Saturday, February 2, 2013

A First-Person Shooter for the Chronically Ill

So, Day One and Day Two out of the way. On to Day Three of my experiment, but first, an analysis.

Think of all this terrifying looking math like you might a first-person shooter game. I've found thinking of this like a game is the surest coping mechanism. You're the shooter, you have a targeted goal, laws to follow, certain weapons and tools to help you, and some shifty little characters (namely glucose and insulin) that are sometimes friendly, sometimes dangerous. Here are the parameters:

Target blood sugar is 130mg of glucose (milligrams of sugar) per dL (deciliter) of blood (teeny tiny amounts of blood). 

Basal Rates (the steady "drip" of insulin throughout the day measured in percentage of a unit [U]):
          3pm-4am .50U
          4am-3pm- .55U

Insulin:Carb Ratio (how much insulin I get for every gram of carbs I eat):
          12am-1230pm- 1U of insulin per 11g carbs
          1230pm-4pm- 1U of insulin per 9g carbs
          4pm-12am- 1U of insulin 8g carbs

Correction Factor (mg/dL reduction per U)
To get there, I get 1U of insulin for every 36 mg/dL over 130 mg/dL I go.
           12am-12am (doesn't vary) 36 mg/dL:1U

My game here has yielded some interesting results. On Day One, I started out high at 281mg/dL, then had fabulous sugars most of the rest of the day. Around dinner they started to creep up, to 144mg/dL, then 224mg/dL, and then crashing from 157mg/dL to 31mg/dL. And a lot of frenzied rationalization ensued.

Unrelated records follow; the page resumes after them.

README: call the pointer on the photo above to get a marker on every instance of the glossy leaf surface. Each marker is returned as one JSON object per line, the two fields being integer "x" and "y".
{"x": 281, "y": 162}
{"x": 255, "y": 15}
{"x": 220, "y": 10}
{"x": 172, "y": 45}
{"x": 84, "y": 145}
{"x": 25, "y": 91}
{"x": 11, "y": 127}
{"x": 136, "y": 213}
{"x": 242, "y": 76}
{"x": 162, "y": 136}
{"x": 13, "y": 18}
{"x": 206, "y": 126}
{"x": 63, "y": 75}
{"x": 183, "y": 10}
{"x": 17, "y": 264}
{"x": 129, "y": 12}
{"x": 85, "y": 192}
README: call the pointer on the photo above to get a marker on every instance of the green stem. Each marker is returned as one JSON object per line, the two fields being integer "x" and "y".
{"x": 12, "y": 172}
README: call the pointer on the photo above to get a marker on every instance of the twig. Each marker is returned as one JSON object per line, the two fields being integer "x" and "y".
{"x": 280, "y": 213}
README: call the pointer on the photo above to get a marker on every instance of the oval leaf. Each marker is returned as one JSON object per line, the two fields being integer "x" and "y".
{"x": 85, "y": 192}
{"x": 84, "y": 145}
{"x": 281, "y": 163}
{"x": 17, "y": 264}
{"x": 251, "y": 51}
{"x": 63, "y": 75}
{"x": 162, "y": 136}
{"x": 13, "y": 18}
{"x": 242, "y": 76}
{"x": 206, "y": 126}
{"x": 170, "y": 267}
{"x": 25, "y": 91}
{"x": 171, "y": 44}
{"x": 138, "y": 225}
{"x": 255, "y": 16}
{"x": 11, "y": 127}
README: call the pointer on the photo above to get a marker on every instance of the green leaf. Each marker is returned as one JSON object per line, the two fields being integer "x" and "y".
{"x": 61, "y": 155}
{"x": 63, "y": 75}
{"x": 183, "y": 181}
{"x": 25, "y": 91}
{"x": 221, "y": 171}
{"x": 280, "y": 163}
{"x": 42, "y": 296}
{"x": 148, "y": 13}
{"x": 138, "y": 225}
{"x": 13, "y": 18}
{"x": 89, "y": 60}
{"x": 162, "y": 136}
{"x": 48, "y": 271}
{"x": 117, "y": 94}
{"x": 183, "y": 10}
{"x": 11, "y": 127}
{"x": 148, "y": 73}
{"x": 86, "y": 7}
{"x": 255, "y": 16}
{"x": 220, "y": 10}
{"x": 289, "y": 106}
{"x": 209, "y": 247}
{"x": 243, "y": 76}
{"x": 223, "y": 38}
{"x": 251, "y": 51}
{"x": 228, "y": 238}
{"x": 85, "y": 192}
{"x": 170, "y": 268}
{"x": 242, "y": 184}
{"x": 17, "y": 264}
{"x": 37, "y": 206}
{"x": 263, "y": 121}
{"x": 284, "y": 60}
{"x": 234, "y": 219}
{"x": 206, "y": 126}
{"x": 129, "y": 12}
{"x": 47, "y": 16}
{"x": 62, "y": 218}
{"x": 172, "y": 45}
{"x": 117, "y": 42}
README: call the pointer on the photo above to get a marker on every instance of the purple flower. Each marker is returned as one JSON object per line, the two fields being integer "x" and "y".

Yesterday, Day Two, was almost exactly the opposite in terms of results. My activities stayed the same (which is to say, next to nothing, unless you count reading Vonnegut's biography as strenuous), but the sugars were on some downward spiral. 113mg/dL to 251mg/dL, then 85, 43, 76, 59, 41, 38, and so I could finally get some rest, we ended the night with 113mg/dL.

While I'm tempted to let my frustrations get the best of me and call the whole game off, I have to keep in mind that it takes three days to establish a data set and determine what the trends may be. So whatever the results are for today will be the key to it all, I believe.